Ventral view to the caudal part of the larynx and the trachea showing perforation by the tip of the endotracheal tube (ETT)
To the best of the authors’ knowledge perforation of the larynx during intubation attempts of pigs has not been reported. Tracheal intubation in pigs is described as being more difficult compared with other animals (e.g. cats and dogs). 8–11 The porcine mouth cannot be opened widely and the distance from planum rostrale to the larynx is long. As a consequence, visualization of the rima glottis is limited. The larynx is loosely attached, of small size and kinks ventrally which creates a sharp angle preventing straightforward insertion of the endotracheal tube. Furthermore, a pharyngeal diverticulum and blind sacs formed by the large ventral and two lateral ventricles make intubation more difficult. The diameter of the larynx and trachea is small in pigs compared with other animals of similar body weight; therefore, smaller endotracheal tubes are needed.
The pig was intubated in ventral recumbency. Both dorsal and ventral recumbency are described for endotracheal intubation. Ventral recumbency enables a smooth and fast intubation and reduces risk of airway obstruction provided overextension of the head is avoided. 12–15 Overextension will kink the airway between the larynx and trachea. Different techniques for endotracheal intubation are described in pigs which emphasize the necessity to visualize the rima glottis using an appropriate laryngoscope. 16 Techniques include the use of curved and straight tubes with and without rotational movements of the ETT. When a stylet is used, the ETT can be advanced over the stylet into the trachea without the need of rotation. The stylet should be inserted carefully into the trachea to avoid damaging mucosal membranes. 15 Difficulties and the impossibility to intubate pigs are reported in the literature. 17,18
Laryngospasm impedes tracheal intubation in pigs especially when the plane of anaesthesia is too light. 3,5,12,19–21 In our case endotracheal intubation was attempted twice in the presence of laryngospasm while executing rotary movements with the ETTs. These attempts were unsuccessful but it is possible that the cricothyroid ligament was perforated during these efforts. Using the over-the-wire technique allowed easy tracheal introduction of a tube, but the passage of its tip through the cricothyroid ligament laceration and the subsequent perilaryngeal position of the tip remained unnoticed during the process of reinsertion. The amount of pressure exerted during the intubation attempts cannot be quantified here. However, both anaesthetists were experienced on a daily basis with intubation of various species including pigs and were performing the intubation of the pig with great care avoiding excessive pressure application.
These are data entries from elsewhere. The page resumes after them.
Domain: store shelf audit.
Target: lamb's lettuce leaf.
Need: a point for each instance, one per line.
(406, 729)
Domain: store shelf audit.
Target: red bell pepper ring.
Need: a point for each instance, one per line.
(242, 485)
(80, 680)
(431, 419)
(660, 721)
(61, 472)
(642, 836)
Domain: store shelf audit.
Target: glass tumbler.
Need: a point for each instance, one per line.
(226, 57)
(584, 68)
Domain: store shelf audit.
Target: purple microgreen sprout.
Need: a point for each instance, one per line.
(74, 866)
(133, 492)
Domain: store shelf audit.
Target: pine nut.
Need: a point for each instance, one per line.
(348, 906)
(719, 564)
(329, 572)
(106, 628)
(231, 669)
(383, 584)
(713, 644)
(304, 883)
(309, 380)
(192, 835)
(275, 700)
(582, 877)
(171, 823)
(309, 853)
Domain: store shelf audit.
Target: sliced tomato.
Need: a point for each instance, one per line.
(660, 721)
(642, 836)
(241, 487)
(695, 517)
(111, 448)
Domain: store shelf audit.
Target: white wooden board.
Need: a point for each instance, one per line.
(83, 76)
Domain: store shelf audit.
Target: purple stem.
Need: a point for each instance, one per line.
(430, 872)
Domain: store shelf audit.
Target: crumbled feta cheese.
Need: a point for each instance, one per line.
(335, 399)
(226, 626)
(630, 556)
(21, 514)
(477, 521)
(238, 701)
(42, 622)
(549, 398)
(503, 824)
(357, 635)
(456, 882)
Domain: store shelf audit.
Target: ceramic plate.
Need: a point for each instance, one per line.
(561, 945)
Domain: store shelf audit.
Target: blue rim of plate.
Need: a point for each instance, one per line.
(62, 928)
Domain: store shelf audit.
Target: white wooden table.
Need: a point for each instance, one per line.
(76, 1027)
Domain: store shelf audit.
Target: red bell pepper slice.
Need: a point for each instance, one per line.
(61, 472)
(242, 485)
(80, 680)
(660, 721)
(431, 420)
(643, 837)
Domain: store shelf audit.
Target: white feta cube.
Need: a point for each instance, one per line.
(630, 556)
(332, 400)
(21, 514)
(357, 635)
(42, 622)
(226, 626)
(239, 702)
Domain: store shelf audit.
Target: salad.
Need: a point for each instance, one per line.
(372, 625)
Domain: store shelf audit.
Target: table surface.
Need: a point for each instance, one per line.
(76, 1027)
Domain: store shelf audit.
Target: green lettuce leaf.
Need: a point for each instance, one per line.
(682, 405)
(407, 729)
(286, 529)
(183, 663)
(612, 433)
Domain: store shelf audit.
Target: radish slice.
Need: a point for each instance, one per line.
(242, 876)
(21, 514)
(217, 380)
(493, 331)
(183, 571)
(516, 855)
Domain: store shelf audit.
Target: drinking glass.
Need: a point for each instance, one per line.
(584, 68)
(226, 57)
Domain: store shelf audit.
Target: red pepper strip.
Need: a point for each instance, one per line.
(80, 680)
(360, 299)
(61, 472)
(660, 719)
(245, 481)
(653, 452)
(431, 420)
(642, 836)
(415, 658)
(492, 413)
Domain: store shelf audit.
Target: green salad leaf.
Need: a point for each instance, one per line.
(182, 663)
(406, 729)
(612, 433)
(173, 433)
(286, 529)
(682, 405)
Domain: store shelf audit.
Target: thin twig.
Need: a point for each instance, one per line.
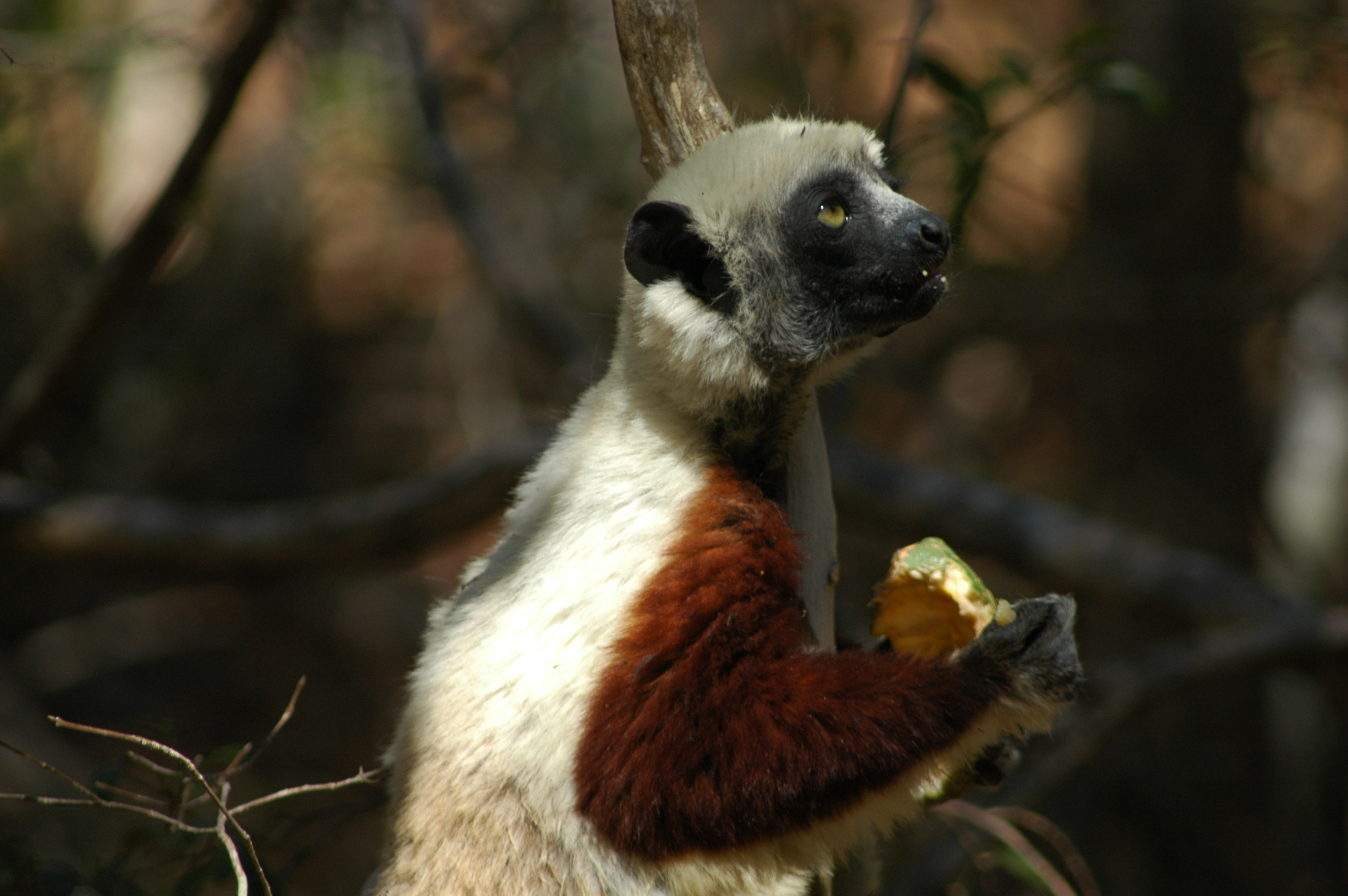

The endotracheal tubes used were curved and made of PVC. Endotracheal tubes made of PVC exert up to 10 times higher forces and pressures on distal objects when compared with silicon or armoured tubes. 22 It is possible that the choice of a straight type ETT made of softer material would have prevented laryngeal perforation in this case.
This case shows that perforation of the larynx caused by the ETT can occur in pigs during a standard intubation procedure. Therefore, all preventative measures must be taken in order to perform a successful and smooth intubation at first attempt. Straight tubes made of soft material may be advantageous in diminishing the risk of laryngeal trauma.